Un retour enthousiaste

Les étudiants ayant vécu leur début d’année à distance ont apprécié l’engagement général à leur attention. Certains binômes ont très bien fonctionné et ont même créé de réels liens d’amitié entre les “study buddies” (cf. le podcast), d’autres ont glissé tranquillement vers des interactions plus de groupe, grâce au groupe WhatsApp du programme.

Il semble que la mise en place d’un système d’intégration anticipée de ce type a non seulement permis aux arrivants tardifs de ne pas être trop en retard sur le programme, mais également d’être mieux connus et mieux intégrés par le  reste des étudiants en présentiel.
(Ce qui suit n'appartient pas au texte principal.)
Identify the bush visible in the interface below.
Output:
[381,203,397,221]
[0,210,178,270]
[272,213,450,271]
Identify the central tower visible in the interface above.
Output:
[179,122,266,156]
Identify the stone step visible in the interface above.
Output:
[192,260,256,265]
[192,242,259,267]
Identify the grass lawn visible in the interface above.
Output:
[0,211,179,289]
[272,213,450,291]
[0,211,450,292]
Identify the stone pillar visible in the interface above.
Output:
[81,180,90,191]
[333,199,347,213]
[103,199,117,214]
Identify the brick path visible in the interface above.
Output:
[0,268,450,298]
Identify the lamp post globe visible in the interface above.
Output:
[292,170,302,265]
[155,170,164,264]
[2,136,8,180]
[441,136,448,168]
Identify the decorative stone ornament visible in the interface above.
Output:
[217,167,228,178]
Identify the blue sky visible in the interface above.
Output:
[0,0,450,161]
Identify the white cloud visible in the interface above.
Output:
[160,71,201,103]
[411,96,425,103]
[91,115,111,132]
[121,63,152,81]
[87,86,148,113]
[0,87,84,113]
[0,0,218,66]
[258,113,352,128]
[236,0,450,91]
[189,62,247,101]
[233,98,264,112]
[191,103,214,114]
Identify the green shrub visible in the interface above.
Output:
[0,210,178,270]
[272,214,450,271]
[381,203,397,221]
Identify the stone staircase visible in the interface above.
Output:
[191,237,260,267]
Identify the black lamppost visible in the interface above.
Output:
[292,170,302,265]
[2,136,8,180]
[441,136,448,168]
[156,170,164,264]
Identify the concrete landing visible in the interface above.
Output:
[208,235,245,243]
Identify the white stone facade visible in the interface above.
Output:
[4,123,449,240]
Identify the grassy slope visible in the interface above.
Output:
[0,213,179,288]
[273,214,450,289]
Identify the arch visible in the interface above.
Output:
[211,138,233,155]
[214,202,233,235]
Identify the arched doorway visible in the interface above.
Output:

La crise sanitaire obligeant les étudiants au port du masque permanent, il semblerait même que les étudiants en présentiel connaissent et reconnaissent mieux leur collègue distanciel que les autres présents, renforçant ainsi le lien social.

Conclusion

La mise en place du dispositif de Study Buddies à IFP School n’a été possible que parce que les autres étapes - les besoins “primordiaux” - de la relation école - étudiants étaient déjà correctement intégrées :

  • assurer les cours (présence, distance, et mixte)
  • accueillir les étudiants
  • connaître les différents outils.

L’accompagnement des étudiants est aussi dans l’ADN de l’École à travers d’autres dispositifs pré-existants :

  • le suivi personnalisé de chaque étudiant par un tuteur
  • le lien fort tissé entre le responsable de programme, les enseignants  et leurs étudiants

Cette étape d’intégration supplémentaire - proposée dans le dispositif mixte mis en place pour la rentrée de septembre 2020 - a permis à IFP School de ne laisser aucun étudiant en arrière, malgré la densité des programmes, et le maintien qualitatif et quantitatif de ces derniers dans cette période de crise.

* Bandura, A. (1962). Social learning through imitation. In M. R. Jones (Ed.), Nebraska Symposium on Motivation, 1962 (p. 211-274). Univer. Nebraska Press.